# Moss for driftwood



## Kolewolf (Apr 21, 2010)

Question for the planted people....I have a 210G (29" deep) in which I would like to attach some moss to grow on the driftwood. I do not want to fertilize with flourish as I would go through a bottle a week. I also don't want to do Co2. I do have a decent light so that shouldn't be a problem. So all that being said what kind of moss or plant should I be looking for and where might I find them?
Thanks


----------



## Wyvc (Sep 17, 2017)

+1 vote for Fissidens ( Most are super rare and expensive but very beautiful. ) 
+1 for jungermannia truncata
+1 Queen Moss
+1 Coral moss
+1 homalia rosa
+1 hymenophyllaceae ( lots of cool sp. )
+1 star moss
+1 plagiochila

i can go on and on and on but any one of them looks beautiful ..  or you can always go with Bucephalandra mini species and grow a nice bunch of those since your tank is so large ( they come in blue, purple, red, light/dark green, very dark purple - almost black, and more ). oh and Pilo moss is also a good one, anubias pangolino, anubias mini, anubias bonsai, anubias white, anubias stardust and dont forget about Ranalisma rostratum.. As to where to get them i don't really know but posting them might attract some attention .. Fissidens Fontanus is a popular choice that some choose to run without co2, and may I suggest you try the grinding method- dry start with spores.


----------



## Reckon (Jul 25, 2012)

If you want to keep it easy, Java moss is practically indestructible


----------



## Kolewolf (Apr 21, 2010)

That's awesome guys....The Fissidens Fontanus looks amazing. Java moss would be my second choice right now but availability might play a role here as well. I'm pretty sure Java is more readily available but I will do some poking around and see what I can find.

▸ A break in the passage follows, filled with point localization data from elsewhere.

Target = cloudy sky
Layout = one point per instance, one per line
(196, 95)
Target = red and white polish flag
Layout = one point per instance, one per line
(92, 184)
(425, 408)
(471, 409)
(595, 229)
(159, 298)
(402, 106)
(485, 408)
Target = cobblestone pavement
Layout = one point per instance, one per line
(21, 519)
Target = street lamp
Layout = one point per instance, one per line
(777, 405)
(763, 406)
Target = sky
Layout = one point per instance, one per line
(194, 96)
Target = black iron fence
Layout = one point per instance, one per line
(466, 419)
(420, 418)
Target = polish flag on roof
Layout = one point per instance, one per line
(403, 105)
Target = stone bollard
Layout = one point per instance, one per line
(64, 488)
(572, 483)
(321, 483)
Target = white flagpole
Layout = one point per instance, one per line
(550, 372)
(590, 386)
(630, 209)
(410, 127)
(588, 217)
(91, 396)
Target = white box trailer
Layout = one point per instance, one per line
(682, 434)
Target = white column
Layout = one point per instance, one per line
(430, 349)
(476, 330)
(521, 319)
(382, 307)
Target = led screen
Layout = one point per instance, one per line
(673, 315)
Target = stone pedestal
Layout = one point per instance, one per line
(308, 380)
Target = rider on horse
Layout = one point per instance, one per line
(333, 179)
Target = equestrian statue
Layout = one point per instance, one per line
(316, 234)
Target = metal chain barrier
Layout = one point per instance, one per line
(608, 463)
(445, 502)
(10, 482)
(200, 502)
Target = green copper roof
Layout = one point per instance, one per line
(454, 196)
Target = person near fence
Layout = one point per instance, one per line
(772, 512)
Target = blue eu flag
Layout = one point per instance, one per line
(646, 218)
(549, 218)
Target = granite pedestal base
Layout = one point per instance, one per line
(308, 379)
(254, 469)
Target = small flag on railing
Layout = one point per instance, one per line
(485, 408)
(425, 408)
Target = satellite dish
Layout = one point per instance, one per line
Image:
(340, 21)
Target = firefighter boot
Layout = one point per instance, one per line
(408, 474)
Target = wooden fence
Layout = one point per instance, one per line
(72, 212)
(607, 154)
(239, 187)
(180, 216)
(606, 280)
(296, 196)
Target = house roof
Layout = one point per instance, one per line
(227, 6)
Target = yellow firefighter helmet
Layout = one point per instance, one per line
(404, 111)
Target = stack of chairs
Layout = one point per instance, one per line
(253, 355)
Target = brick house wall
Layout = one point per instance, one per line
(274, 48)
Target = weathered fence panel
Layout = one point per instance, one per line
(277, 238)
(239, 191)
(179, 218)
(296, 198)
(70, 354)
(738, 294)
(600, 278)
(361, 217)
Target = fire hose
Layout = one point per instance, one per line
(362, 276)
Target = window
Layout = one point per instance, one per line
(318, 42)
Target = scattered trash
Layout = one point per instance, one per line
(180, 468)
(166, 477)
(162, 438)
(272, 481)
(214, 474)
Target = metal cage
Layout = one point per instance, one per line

Keep the suggestions coming!!

And if anyone has some good sources please let me know.

Cheers


----------



## Wyvc (Sep 17, 2017)

Oh yeah, for fertilization I suggest you go with EI. You can pick up the fertilizers from Canadian Aquatics ( BCA vendor ) Additionally, you can go check out theplantguy, thewetleaf, shrimpfever, angelfins, etc. And for lighting, try clamp lights if you feel like its not enough. Its cheaper than buying one of those monster aquarium lights.


----------



## Kolewolf (Apr 21, 2010)

I already have the monster light.... I have a compact fluorescent Coralife 6' light. I will talk with Pat about the ferts...thanks


----------



## kivyee (Oct 15, 2016)

I have a low tech planted tank that hardly sees ferts, and my experience with mosses are as follows:
1. Java moss will grow fast if you give it enough light (my little fluval 8w led prompted good growth when the moss was about 6 inches from the light source. If you want something to help fill your big tank...Java moss will help. It tends to grow messy, except where my java moss tree was right at the outflow of the filter, then there was more structured growth that looked much nicer.
2. Phoenix moss didn't grow quite as fast because it was shaded where I had it in the tank. Would it match java mosses growth rate given enough light? I don't think so given not too many people seems to have whole tanks taken over by Phoenix moss.
3. Flame moss I just started with, but I really like the look and density of the moss. From what I heard it's a slow grower.

Hope this helps!


----------



## Kolewolf (Apr 21, 2010)

kivyee said:


> I have a low tech planted tank that hardly sees ferts, and my experience with mosses are as follows:
> 1. Java moss will grow fast if you give it enough light (my little fluval 8w led prompted good growth when the moss was about 6 inches from the light source. If you want something to help fill your big tank...Java moss will help. It tends to grow messy, except where my java moss tree was right at the outflow of the filter, then there was more structured growth that looked much nicer.
> 2. Phoenix moss didn't grow quite as fast because it was shaded where I had it in the tank. Would it match java mosses growth rate given enough light? I don't think so given not too many people seems to have whole tanks taken over by Phoenix moss.
> 3. Flame moss I just started with, but I really like the look and density of the moss. From what I heard it's a slow grower.
> ...


Awesome input...great to hear your experiences with basically the same thing I am wanting to do!!


----------